Piccinelli, Chiara, Jago, Rachel, Milne, Elspeth
Veterinary pathology 2019 v.56 no.2 pp. 244-247
animal pathology, cell structures, eosin, ganglia, grass sickness, histology, horses, neurodegenerative diseases, rapid methods
Equine dysautonomia (grass sickness) is characterized by autonomic neuronal degeneration and is often fatal. As outbreaks occur, rapid diagnosis is essential but confirmation currently requires histological examination. This study evaluated diagnostic accuracy of cytological examination of cranial cervical ganglion (CCG) scrapings for dysautonomia diagnosis.
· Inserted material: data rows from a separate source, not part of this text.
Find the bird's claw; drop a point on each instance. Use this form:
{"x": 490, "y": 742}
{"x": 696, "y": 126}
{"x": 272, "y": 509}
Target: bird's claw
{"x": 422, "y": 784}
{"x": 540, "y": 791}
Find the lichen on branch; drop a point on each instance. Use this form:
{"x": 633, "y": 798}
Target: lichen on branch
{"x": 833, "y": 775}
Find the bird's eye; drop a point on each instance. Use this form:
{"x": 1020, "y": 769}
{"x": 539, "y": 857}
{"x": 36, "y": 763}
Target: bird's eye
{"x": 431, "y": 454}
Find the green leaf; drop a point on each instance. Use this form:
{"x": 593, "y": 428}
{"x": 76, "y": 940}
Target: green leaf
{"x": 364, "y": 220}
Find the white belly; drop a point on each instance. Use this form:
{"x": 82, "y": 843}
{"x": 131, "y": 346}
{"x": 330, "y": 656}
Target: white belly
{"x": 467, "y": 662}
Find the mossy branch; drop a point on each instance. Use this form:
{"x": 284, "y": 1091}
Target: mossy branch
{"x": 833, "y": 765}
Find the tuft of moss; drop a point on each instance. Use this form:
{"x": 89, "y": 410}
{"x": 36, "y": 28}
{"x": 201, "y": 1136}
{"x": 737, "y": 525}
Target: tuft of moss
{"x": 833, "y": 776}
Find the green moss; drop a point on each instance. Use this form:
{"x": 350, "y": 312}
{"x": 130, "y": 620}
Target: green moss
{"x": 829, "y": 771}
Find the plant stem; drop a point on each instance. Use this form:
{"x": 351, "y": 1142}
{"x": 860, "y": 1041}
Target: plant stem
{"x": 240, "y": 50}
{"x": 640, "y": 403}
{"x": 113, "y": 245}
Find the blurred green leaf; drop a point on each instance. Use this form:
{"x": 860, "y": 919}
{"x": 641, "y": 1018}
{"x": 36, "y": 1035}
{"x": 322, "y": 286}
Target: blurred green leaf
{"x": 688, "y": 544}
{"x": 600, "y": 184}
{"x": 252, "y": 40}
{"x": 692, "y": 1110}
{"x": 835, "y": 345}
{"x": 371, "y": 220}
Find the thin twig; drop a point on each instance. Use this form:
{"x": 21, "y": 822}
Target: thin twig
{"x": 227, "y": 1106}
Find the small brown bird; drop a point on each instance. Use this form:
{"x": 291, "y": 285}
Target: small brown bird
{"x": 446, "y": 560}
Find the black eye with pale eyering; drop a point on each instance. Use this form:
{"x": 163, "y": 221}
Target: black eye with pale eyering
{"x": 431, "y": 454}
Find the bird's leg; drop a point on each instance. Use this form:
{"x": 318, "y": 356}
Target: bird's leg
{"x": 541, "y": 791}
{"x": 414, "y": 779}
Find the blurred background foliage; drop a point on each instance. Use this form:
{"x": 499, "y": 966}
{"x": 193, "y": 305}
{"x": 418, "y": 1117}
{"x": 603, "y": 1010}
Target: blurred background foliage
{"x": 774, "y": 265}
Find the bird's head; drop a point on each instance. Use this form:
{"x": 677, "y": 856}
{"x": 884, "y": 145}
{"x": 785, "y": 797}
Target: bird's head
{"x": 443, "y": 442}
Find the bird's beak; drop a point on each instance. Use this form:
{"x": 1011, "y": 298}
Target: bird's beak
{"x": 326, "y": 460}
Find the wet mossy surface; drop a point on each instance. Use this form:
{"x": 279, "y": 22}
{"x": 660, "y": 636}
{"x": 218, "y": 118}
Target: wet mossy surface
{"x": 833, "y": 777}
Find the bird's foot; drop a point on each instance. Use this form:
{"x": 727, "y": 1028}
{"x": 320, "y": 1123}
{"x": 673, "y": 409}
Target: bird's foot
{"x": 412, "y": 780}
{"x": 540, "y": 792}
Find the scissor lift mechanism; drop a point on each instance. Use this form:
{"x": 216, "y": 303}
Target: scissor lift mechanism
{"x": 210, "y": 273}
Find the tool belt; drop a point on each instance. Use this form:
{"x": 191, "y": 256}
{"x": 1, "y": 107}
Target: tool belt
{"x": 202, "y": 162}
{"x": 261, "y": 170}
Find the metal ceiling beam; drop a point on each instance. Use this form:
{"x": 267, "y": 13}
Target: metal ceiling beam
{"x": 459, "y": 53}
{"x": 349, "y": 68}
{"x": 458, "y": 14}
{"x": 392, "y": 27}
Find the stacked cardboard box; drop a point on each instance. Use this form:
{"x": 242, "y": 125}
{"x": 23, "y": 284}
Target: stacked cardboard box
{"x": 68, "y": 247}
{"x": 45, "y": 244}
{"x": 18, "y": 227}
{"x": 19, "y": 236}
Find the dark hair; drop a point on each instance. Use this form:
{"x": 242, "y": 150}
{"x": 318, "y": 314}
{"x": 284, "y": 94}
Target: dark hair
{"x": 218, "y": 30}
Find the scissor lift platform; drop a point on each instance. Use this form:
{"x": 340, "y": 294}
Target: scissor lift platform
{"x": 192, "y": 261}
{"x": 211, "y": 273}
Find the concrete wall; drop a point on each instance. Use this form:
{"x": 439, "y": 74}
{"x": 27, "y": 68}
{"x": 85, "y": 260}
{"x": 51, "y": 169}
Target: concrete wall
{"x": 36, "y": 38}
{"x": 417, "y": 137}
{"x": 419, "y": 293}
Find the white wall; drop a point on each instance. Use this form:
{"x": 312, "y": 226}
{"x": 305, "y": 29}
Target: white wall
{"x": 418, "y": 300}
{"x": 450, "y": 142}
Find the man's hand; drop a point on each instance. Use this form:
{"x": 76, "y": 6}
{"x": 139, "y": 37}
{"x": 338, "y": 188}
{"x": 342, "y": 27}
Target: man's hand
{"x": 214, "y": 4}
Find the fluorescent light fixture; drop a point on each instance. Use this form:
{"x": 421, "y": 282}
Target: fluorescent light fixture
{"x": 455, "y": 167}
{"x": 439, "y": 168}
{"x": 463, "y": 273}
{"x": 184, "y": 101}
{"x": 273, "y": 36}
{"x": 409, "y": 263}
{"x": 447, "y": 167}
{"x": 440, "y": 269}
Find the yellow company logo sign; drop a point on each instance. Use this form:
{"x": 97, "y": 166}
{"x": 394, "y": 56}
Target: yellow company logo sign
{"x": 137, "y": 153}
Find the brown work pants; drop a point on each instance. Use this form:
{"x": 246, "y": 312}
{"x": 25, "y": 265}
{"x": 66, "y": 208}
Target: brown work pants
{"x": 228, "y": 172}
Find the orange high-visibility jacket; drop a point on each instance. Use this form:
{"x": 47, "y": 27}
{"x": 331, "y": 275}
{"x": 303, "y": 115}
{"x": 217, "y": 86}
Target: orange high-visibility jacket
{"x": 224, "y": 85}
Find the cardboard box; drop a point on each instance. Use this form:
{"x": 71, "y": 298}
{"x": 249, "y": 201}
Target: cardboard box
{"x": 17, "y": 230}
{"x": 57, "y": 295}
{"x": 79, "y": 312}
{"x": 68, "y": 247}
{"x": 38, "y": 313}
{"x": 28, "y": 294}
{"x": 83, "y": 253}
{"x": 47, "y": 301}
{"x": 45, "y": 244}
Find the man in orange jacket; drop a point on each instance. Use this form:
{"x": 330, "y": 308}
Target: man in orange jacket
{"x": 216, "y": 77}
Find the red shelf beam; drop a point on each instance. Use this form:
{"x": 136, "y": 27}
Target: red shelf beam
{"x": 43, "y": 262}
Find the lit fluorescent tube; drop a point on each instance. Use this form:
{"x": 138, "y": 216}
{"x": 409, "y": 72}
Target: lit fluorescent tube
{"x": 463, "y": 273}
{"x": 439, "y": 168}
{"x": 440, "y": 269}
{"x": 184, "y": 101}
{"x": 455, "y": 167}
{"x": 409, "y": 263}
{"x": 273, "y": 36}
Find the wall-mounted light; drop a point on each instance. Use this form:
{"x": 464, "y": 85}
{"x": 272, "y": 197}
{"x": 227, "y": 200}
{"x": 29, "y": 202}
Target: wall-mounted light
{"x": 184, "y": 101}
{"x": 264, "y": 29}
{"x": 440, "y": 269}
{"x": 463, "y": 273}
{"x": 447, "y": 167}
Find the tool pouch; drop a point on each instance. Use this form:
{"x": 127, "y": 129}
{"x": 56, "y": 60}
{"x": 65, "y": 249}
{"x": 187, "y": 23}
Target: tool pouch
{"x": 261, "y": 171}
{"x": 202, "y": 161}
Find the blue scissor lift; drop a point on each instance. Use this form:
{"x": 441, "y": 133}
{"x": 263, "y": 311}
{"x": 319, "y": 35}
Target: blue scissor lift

CCG smears from 20 controls and 16 dysautonomia cases were stained with May-Grünwald Giemsa (MGG), hematoxylin and eosin (HE), and cresyl fast violet (CFV), with HE-stained histological sections of CCG as gold standard for diagnosis. Examining all 3 stains together, the sensitivity and specificity were 100%. Occasional individual smears (4/107, 3.7%) were nondiagnostic due to low cellularity, and in a few individual smears the final diagnosis was correct but more tentative (CFV: 5/33 [15.1%], HE: 2/34 [5.9%], and MGG: 4/36 [11.1%]), due to low cellularity or suboptimal cell morphology. CCG cytology was considered reliable for rapid postmortem diagnosis of equine dysautonomia, particularly using MGG.